The government of Florida is a constitutional republic with three branches of government.
It includies the executive branch consisting of the Governor of Florida and the other elected and appointed constitutional officers; the legislative branch, the Florida Legislature, consisting of the Senate and House, as well as other functions such as state auditors and the utility-regulating Public Service Commission; and the judicial branch consisting of the Supreme Court of Florida and lower courts. The state also allows direct participation of the electorate by initiative, referendum, and ratification.
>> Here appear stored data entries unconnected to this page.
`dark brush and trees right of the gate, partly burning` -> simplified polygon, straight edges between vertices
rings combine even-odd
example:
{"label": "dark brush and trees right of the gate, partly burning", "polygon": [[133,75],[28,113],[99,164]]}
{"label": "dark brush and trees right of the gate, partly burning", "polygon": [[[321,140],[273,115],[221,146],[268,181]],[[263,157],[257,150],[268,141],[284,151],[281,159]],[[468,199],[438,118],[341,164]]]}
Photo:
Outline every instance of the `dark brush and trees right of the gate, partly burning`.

Florida's capital is Tallahassee, located in Northeastern Leon County. The Florida State Capitol is located in the downtown Tallahassee, housing the executive and legislative offices as well as the state's legislative chambers.
Constitution and laws
The government of the state of Florida is established and operated according to the Florida Constitution. The state of Florida is a democratic constitutional republic. The Florida Constitution defines the basic structures and operation of the government, its duties, responsibilities, and powers, and establishes the basic law of the state and guarantees various rights and freedoms of the people. Florida's first constitution was implemented as a U.S. territory and written in 1838, and on March 3, 1845, Florida was granted admission into the union as the 27th state. Throughout its history, Florida has been ruled by six different constitutions. The current Constitution of Florida was ratified on November 5, 1968, and modified by initiative and referendum several times since.
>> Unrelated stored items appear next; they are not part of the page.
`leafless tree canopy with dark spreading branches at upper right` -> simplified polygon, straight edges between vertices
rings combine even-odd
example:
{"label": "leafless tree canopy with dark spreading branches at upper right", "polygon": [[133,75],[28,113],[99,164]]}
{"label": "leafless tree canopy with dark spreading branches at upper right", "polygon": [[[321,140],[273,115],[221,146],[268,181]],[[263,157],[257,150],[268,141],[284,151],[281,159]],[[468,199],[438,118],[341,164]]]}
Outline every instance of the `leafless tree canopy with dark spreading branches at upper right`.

Article V of the Florida Constitution, relating to the Judicial Branch, was not included in the 1968 revision. Not until 1971 in a special session, did the Legislature pass Senate Joint Resolution 52-D proposing to the voters the "modern" Article V.
Power in Florida is divided among three branches of government: executive, legislative, and judicial. The state delegates non-exclusive power to local municipal and county governments. However, home-rule charters can be established which provide significant local autonomy over the structure and operation of those governments.
Sovereign immunity laws ensure that action cannot be brought against the Florida government for more than $200,000, with an exception for breach of contract cases. Specifically, section 768.28, Florida Statutes, is a limited waiver of the state's sovereign immunity. It provides that neither the state nor its agencies or subdivisions is liable to pay a tort claim or a judgment by any one person over $100,000 or any claim or judgment over $200,000, when totaled with all other claims paid by the state or its agencies or subdivisions arising out of the same incident. The Supreme Court recognized the exception for breach of contract cases. The Court noted that the statutory waiver of sovereign immunity is related to torts and there is no analogous waiver in contract, but that the Legislature, by law, had authorized state entities to enter into contracts, so "the legislature has clearly intended that such contracts be valid and binding on both parties."